Bagaimana mungkin bisa mengakuisisi perusahaan sekitar 44% saham DEWA
secara tidak langsung dengan mengakuisisi 80% saham Zurich Investment
yang memiliki 55% saham DEWA dengan harga setara dengan harga DEWA di
Rp351 sementara harga pasarnya hanya sekitar Rp50 saja. Orang lulusan
SD juga tidak akan sebodoh itu melakukan akuisisi dengan harga yang
sangat tidak mencerminkan mendahulukan kepentingan pemegang saham
BUMI.
Badan investigasi khusus perlu segera dibentuk.
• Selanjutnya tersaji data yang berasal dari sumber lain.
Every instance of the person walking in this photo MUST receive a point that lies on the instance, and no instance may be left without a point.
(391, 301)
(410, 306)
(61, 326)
Kalau ditemukan fraud,
penyalahgunaan wewenang dan jabatan, langsung dipenjarakan saja semua
manajemen BUMI.
Yang juga jadi pertanyaan adalah bagaimana kontrol dari Komisaris
Independen di BUMI yang seharusnya berada di BUMI untuk melindungi
kepentingan pemegang saham publik. Hal ini mengingat komisaris
independen di BUMI salah satu fungsinya dibentuk adalah menjaga
kepentingan pemegang saham publik dan bukan kelompok tertentu. Kalau
seandainya komisaris independen ini tidak juga melakukan
tindakan-tindakan yang membela kepentingan publik, sebaiknya posisinya
dicopot saja dan diganti dengan orang yang memang mau benar-benar dan
sungguh-sungguh mengontrol gerakan-gerakan manajemen BUMI agar tidak
merugikan kepentingan pemegang saham publik.
Bagi saya jauh lebih baik BUMI dipimpin oleh orang lulusan SD saja
tapi punya kejujuran yang tinggi ketimbang dipimpin oleh orang
berpendidikan tinggi tapi kejujurannya sangat dipertanyakan.